We give you thanks for the legacy of Dr. King, and those who work tirelessly to
keep his legacy alive; for the civil right movement and the voting rights act of
1965 – and the importance of voting rights in our own day; and for the African
American inventors whom our children will learn about as they play on new
playground equipment.
Guide, us O God, to care for the children of our community, so that they know
that black lives and black minds matter. So they receive a quality education,
where gaps are eliminated. So they are not profiled, or arrested for minor,
childish crimes and activities.
Help us to work together – religious leaders, community activists, politicians,
government officials, concerned citizens – to be instruments of your peace,
justice, and love – never repaying violence with violence, but transforming
adversaries and enemies into friends.
May your image, O God, which is deep within our hearts… radiate into our
neighborhoods as we work together to care for creation and not only celebrate,
but co-create beloved community in this city. Amen.
Renewing of Our Minds
O God of all, you desire that we love you with our hearts, souls, strength, and
minds, and our neighbors as ourselves.

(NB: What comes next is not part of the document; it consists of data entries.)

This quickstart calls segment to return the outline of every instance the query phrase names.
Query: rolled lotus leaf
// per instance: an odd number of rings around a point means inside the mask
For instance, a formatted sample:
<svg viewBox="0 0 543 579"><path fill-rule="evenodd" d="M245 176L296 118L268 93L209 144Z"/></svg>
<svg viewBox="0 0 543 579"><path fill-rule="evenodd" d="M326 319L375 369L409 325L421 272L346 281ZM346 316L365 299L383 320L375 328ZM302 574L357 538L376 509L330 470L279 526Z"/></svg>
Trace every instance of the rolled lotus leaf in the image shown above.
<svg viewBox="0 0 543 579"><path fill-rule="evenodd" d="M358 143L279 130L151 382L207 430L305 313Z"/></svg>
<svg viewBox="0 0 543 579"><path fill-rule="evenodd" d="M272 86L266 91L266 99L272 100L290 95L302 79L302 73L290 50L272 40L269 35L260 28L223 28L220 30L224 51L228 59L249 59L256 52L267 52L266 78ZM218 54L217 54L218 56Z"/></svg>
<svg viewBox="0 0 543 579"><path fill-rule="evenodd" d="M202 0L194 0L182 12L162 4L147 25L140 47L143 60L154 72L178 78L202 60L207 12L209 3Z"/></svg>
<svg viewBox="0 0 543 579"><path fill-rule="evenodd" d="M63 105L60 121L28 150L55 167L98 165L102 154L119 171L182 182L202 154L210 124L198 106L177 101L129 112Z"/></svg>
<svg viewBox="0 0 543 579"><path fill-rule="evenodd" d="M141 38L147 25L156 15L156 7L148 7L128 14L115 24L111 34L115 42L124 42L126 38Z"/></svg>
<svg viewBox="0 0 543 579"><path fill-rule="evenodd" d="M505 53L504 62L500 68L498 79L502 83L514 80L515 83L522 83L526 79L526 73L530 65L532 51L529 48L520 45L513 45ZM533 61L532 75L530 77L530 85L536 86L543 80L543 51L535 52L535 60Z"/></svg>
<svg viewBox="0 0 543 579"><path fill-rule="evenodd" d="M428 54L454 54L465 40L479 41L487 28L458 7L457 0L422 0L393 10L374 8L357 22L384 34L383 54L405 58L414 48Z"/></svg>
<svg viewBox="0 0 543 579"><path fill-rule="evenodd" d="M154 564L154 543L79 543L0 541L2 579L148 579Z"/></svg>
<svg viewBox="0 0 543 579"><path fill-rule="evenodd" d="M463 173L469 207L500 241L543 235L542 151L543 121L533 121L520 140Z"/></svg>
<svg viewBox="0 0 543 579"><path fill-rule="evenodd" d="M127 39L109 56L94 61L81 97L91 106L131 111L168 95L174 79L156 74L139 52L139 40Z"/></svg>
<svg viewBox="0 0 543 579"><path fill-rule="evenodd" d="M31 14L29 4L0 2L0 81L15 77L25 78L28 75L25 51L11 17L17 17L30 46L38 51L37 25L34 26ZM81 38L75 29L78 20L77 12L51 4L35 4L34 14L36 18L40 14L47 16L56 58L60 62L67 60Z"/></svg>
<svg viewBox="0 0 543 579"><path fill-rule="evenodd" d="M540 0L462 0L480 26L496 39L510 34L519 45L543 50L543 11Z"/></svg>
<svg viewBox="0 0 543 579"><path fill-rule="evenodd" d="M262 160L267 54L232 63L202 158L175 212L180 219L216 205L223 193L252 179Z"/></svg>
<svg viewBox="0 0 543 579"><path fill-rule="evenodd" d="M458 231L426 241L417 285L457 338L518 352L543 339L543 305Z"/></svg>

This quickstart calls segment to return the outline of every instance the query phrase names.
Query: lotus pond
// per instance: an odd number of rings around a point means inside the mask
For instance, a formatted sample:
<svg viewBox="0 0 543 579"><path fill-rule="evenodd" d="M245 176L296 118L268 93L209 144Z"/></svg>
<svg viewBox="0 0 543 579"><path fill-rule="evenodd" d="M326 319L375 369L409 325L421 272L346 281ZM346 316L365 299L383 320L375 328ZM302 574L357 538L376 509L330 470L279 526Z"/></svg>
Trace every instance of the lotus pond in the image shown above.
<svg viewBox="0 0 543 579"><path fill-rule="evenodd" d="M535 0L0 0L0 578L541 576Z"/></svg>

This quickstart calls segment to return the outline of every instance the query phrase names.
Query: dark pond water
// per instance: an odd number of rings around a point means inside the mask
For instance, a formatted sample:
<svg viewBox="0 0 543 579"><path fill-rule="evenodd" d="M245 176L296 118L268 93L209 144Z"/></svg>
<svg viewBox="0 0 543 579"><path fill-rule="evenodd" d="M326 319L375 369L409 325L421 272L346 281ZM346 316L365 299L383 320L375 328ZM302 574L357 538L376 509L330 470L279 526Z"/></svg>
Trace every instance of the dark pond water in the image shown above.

We come together this day to celebrate
our beloved community and to remember the legacy of Rev. Dr. Martin Luther
King, Jr. and the civil rights movement. Dr. King proclaimed, paraphrasing the
Apostle Paul, “we should be transformed, nonconformist, through the renewing
of our minds.”
O God of all, we give you thanks for African American inventors, like McKinley
Jones and Valerie Thomas, who transformed our society through the renewing of
their minds. We give you thanks for your call to us to be beloved community,
where black lives and black minds matter. We give you thanks for the new
playground equipment – for the insights, creativity, and the legacy of lived
experience that inspired it, and the for children who will renew their minds as
they play upon it.
O God of all, guide this community to “lift their voices and sing – sing of the faith
that the dark past hast taught, sing of the hope that the present has brought.”
Guide us to sing, as African Bishop St. Augustine taught, “not in order to enjoy a
life of leisure, but to make our journey more enjoyable. Sing, but keep going.”
Guide us, O God of all, to sing and to celebrate, and to keep going – keep reenvisioning our parks; keep closing the educational gaps in our schools; keep
loving our neighbors, and our adversaries and enemies too; keep building bridges
among our neighborhoods; keep transforming our communities (even through
non-violent non-conformity); keep renewing our minds. Amen.